This year’s Inter-Agency Global Security Forum (GISF) posed interesting questions and proposed innovative solutions aimed at anticipating what happens next in humanitarian action.
When conflict breaks out, the ICRC’s priority is to respond to the needs of suffering civilians, which often means moving quickly to stress, danger and heightened emotion. Emergencies, it is clear, do not lend themselves to patient reflection.
In the fight to react faster and more effectively, digital tools are increasingly useful for humanitarian actions such as registering people for food aid or medical care, helping to locate missing relatives , the digital search for global inclusion or the development of experiential training programs.
The ICRC was invited to this year’s GISF event to showcase some of our innovative approaches to the humanitarian future.
Responsible design
“Conflict is a place where the consequences of small digital risks become more severe,” says Fabrice Lauper, ICRC technology adviser. “In an emergency, there is a tension between the need for new solutions on the one hand and the risk associated with digital tools on the other.”
The main risk, he says, relates to data protection and how to ensure that personal data collected by humanitarians is secure. If it falls into the wrong hands, such as a hostile force, a database of phone numbers or identity documents can be reused as a hit list.

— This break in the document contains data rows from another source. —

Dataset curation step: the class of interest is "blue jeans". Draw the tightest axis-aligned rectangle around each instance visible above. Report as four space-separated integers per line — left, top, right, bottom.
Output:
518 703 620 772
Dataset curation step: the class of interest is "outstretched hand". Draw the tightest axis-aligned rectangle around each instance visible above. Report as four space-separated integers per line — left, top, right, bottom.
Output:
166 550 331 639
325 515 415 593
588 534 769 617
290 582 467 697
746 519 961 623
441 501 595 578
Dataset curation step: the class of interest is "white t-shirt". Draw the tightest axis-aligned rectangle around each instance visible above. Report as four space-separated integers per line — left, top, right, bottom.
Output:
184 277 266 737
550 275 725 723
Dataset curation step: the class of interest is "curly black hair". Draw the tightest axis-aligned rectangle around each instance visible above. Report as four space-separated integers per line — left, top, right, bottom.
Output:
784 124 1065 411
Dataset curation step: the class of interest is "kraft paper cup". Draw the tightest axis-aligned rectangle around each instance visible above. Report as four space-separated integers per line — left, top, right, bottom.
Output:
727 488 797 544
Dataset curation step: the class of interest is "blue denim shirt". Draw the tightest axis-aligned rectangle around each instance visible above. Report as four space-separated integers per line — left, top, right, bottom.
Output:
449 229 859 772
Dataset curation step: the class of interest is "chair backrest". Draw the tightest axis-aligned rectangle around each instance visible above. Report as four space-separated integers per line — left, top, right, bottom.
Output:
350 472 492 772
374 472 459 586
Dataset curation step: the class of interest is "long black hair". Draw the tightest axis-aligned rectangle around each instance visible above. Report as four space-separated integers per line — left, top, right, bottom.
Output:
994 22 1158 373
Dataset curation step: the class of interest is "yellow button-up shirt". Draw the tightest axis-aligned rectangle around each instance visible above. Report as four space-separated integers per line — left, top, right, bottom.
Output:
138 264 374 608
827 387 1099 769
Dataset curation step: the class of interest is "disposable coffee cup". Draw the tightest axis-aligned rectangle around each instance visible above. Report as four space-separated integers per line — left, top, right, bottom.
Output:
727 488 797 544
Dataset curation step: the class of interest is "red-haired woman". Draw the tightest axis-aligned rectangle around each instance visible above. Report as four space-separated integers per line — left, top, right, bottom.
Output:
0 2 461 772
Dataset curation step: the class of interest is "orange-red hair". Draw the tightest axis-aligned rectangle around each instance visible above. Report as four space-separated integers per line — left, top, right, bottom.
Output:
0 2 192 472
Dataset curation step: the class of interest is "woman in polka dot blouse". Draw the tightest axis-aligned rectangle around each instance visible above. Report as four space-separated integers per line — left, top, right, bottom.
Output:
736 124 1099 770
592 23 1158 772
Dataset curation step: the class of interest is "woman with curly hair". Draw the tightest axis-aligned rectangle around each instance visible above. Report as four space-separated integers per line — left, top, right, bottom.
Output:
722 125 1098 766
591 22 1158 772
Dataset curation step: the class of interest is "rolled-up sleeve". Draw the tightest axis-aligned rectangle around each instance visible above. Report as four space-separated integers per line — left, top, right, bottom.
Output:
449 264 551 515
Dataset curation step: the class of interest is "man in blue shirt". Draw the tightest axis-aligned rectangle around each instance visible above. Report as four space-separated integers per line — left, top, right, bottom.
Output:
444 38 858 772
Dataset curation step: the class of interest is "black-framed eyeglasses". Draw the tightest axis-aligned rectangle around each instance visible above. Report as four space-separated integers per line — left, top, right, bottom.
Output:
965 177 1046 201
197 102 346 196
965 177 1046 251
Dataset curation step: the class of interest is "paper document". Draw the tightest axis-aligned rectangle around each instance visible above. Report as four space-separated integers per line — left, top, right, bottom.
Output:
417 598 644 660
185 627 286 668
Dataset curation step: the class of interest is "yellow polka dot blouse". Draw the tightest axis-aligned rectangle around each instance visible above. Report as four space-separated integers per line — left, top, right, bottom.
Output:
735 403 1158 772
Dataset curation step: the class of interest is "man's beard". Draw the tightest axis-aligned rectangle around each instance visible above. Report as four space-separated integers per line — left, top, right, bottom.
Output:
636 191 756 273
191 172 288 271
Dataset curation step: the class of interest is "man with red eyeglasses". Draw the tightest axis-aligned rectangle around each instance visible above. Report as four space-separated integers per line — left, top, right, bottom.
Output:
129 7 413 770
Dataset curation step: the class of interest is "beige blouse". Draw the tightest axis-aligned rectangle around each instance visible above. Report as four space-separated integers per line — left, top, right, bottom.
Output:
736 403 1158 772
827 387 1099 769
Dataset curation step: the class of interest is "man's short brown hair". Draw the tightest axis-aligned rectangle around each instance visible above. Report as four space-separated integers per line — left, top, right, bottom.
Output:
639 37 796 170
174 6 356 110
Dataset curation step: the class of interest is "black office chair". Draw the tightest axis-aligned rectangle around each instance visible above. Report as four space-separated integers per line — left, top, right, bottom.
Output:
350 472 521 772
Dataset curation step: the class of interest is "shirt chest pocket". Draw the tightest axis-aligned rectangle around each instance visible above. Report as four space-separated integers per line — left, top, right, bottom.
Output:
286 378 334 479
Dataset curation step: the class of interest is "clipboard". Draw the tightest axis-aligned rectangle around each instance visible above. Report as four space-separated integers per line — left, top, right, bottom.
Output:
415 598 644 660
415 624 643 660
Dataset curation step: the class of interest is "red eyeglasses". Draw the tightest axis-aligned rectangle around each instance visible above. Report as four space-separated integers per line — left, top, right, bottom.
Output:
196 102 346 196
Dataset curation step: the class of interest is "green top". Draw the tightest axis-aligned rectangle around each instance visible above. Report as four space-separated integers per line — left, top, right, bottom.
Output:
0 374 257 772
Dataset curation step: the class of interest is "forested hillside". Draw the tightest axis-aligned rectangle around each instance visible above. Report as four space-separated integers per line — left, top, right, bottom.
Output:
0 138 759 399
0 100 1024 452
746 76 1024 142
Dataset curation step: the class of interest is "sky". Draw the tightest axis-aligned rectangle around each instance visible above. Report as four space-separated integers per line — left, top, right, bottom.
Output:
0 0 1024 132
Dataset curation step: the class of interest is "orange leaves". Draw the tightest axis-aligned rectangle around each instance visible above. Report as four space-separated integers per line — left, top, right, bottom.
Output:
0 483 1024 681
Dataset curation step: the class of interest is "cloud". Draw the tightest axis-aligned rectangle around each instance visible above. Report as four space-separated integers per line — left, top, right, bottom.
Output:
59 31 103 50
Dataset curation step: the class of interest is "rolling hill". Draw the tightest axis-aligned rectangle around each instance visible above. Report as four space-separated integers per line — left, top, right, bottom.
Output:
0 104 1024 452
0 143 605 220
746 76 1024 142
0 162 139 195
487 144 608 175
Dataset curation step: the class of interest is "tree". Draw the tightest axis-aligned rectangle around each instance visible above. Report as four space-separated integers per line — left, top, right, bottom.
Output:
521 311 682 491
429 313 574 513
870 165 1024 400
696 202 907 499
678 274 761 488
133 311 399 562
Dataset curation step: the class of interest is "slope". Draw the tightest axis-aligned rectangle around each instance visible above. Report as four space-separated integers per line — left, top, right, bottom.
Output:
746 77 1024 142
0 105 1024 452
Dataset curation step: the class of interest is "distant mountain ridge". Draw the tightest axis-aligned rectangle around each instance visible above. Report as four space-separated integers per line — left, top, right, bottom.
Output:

If humanitarians want to protect the people they serve, they can’t just snatch generic digital tools of the trade as they rush into conflict.
This is why, in certain cases, the ICRC has to build its own tailor-made tools. Commercial products often have data collection and centralization by default, but, according to Lauper, the opposite should be true. “We have to make sure that we don’t collect data that we don’t need.”

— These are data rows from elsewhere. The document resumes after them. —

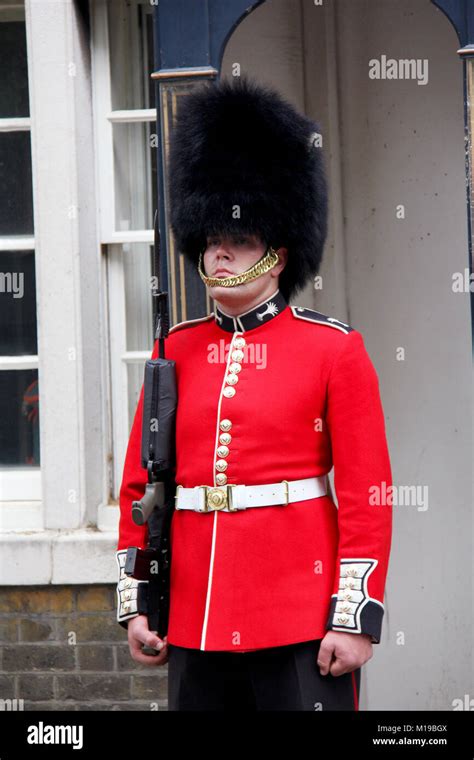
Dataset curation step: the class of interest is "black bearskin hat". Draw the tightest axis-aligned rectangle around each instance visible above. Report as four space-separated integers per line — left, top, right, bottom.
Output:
168 76 328 301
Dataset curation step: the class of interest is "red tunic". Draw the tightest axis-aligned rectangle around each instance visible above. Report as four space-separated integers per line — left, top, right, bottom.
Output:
117 291 392 651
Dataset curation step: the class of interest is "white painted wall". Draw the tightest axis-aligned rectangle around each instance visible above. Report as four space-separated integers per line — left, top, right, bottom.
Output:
223 0 474 710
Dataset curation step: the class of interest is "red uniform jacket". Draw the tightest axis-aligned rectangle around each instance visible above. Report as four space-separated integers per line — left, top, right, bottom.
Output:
117 291 392 651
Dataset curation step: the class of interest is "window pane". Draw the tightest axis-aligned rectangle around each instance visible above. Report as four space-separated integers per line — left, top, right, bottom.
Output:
0 369 40 466
0 8 30 119
0 131 33 235
0 251 38 356
108 0 154 111
123 243 154 353
113 122 156 230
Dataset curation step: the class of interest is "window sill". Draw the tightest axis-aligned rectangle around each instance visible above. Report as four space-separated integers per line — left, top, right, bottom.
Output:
0 504 119 586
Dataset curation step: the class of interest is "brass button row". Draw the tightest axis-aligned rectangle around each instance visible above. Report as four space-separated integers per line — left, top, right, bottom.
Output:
215 336 246 486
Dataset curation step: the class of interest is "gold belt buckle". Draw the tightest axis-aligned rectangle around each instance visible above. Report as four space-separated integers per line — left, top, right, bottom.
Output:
200 483 237 512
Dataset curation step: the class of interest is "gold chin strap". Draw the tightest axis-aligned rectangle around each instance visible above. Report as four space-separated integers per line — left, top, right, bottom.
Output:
198 245 279 288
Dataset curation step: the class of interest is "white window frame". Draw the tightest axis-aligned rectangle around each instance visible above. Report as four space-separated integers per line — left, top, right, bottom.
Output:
91 0 156 504
0 8 41 530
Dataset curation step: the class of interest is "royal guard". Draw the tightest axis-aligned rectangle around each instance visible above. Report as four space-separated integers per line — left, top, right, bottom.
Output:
117 77 392 710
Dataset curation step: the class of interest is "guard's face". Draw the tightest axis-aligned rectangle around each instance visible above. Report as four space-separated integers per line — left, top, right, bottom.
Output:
203 235 265 280
203 234 286 311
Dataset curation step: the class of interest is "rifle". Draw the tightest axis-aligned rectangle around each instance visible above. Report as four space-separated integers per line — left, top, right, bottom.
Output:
124 210 177 640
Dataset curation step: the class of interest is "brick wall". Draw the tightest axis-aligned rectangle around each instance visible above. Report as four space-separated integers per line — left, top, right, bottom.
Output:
0 585 168 710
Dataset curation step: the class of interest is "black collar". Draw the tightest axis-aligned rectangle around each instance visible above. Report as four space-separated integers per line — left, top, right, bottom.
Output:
214 290 288 332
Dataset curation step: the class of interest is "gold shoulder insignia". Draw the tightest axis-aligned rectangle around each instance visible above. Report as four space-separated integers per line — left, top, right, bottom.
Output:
168 311 214 335
290 306 354 334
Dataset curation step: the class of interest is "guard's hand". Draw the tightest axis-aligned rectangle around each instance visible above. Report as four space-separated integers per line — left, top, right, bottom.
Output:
317 631 373 676
127 615 168 666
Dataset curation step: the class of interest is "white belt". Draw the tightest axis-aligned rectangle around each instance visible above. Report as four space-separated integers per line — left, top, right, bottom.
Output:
175 475 328 512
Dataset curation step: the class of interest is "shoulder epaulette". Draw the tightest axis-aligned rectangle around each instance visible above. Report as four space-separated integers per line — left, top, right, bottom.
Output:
168 311 214 335
290 306 354 334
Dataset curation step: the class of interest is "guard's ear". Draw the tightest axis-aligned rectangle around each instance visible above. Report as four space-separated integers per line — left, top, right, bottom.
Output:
277 248 288 272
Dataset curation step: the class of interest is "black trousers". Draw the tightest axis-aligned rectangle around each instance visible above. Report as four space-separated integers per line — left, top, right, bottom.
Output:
168 639 360 712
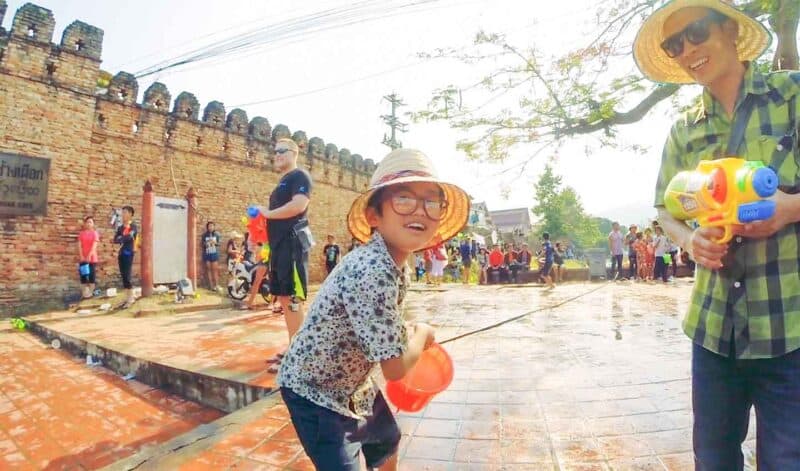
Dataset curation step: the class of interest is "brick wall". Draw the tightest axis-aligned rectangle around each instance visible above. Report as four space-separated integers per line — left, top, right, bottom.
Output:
0 0 375 316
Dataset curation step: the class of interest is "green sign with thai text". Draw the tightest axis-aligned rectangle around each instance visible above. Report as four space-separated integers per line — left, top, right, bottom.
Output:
0 152 50 216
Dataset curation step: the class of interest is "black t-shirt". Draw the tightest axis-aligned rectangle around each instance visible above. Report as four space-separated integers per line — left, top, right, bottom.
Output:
267 168 311 243
114 223 139 256
322 244 339 265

One answer is that humanitarians to bring useful information rather than bring together personal data, something that the ICRC RedSafe digital platform already does. Another is to build risk reduction into the design.

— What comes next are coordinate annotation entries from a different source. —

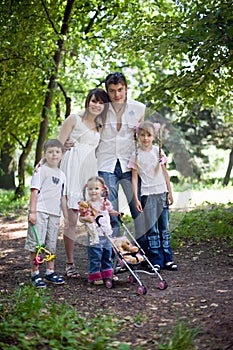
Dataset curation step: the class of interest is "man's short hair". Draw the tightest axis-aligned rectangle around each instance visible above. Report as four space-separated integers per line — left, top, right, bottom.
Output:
105 72 127 91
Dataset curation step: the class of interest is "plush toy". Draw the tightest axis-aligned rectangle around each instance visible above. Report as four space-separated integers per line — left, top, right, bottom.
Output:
78 201 98 217
115 237 143 264
78 201 99 245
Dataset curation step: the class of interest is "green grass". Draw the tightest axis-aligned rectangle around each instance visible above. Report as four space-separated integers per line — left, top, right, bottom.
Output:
0 286 129 350
0 286 198 350
172 203 233 247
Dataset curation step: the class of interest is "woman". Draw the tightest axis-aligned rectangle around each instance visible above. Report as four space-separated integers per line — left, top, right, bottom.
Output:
58 88 109 278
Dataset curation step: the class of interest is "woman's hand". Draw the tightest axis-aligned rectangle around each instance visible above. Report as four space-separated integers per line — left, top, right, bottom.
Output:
64 138 75 151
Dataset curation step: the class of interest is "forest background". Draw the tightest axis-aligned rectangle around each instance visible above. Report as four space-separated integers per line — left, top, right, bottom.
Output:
0 0 233 196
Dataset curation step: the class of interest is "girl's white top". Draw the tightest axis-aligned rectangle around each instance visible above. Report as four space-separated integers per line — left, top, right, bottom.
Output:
128 145 168 196
91 198 113 236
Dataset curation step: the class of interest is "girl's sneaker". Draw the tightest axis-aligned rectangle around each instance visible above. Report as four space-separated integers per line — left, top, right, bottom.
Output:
45 272 65 284
31 274 46 288
165 261 178 271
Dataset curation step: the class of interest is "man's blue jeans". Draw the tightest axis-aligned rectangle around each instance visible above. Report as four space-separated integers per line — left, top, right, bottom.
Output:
137 193 172 268
99 161 140 237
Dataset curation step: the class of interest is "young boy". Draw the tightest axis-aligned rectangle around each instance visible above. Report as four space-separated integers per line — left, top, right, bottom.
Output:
25 139 68 288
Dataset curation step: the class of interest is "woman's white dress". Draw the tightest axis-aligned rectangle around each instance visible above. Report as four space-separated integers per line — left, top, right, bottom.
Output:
60 114 100 209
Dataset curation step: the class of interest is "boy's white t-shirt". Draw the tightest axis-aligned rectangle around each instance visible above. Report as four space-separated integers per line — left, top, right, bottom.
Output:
30 163 66 216
128 145 168 196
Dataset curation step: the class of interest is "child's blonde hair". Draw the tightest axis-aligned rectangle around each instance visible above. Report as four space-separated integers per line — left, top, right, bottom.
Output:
134 120 162 167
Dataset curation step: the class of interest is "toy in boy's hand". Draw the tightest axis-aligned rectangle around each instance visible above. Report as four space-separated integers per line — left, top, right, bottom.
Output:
34 245 56 266
78 201 98 218
32 225 56 266
78 201 99 245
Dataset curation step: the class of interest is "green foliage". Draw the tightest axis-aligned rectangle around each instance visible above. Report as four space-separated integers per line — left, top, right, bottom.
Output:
0 286 127 350
158 322 199 350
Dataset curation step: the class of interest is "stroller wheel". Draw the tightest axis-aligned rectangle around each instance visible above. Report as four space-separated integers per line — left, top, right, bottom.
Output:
158 280 168 290
105 279 113 289
129 275 136 283
137 285 147 295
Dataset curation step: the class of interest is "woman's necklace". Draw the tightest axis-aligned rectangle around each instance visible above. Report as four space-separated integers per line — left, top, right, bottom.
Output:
83 116 97 131
113 103 126 131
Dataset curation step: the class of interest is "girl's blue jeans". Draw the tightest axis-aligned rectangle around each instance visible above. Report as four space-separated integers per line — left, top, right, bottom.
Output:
99 160 141 237
87 237 112 274
137 192 172 268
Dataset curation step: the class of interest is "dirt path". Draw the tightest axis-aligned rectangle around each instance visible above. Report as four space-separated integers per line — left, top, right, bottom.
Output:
0 218 233 350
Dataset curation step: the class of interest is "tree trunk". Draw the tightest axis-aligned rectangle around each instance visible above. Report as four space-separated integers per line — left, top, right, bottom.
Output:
35 0 75 164
15 137 34 197
223 148 233 186
0 143 15 190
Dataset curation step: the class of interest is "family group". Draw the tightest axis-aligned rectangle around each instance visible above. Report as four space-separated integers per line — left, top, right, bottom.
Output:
25 72 177 288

“We can avoid creating the risk, rather than trying to mitigate it later, by designing something more responsible,” Lauper says.
Lauper gives the example of the Nexus environmental assessment tool (Clean+), a UNEP/OCHA-supported multi-stakeholder project aimed at improving coordination between environmental and humanitarian actors. The tool does this by collecting data on displaced and host populations, the environment and planned actions.
Lauper immediately saw the usefulness of such a tool, but was convinced that the ICRC needed to be able to manage the data collected itself, rather than relying on an external cloud service.
“I expected resistance,” he says of the Neat+ tool, “but they were already moving in that direction, to allow us to manage our own data.”
The growing awareness of digital risk is welcome. According to Lauper, “there is a tendency to realize that massive data aggregation creates more risk than the limited value it brings.”
Training gamification
Another ICRC speaker at GISF was Christian Rouffaer, head of the virtual reality unit at the ICRC, who spoke to participants about the challenges and opportunities of computer-generated training simulations and immersive virtual reality, drawing on more than a decade of experience building these tools.
The gamification of security training allows people in disparate locations to meet and collaborate online as avatars in a shared virtual space, where they can play out scenarios in an unscripted and improvised way, reflecting closely to real situations.
“It’s the best way to do gamification: simple technology, easy to implement, with a small learning curve,” says Rouffaer.
When the COVID-19 pandemic suddenly made it difficult for people to meet in person, simulations really came into their own, with fringe technology taking center stage.
Immersive virtual reality, with its headsets and world-building capabilities, is an impressive piece of technology best suited to “very specific technical training” such as forensics or unexploded ordnance management, Rouffaer says.
“I’m not a big proponent of immersive virtual reality for mass training,” he adds, “because heavy equipment requirements limit its reach, but I think virtual reality training is perfect for a selection of highly technical or very dangerous jobs”.
It is also a powerful sensitization, advocacy and fundraising tool, giving ICRC supporters a visceral understanding of what it means to work in a conflict zone. virtual reality as behavior change tool is also conducive to experiential education.
The lesson from Lauper and Rouffaer was the need to innovate to be ready for the future, whether for a world in which digital security and physical security are intertwined, or in a world where movements are surprisingly reduced. despite the need to continue operations.
We may not be able to see the future, but if we can imagine it, we can prepare for it.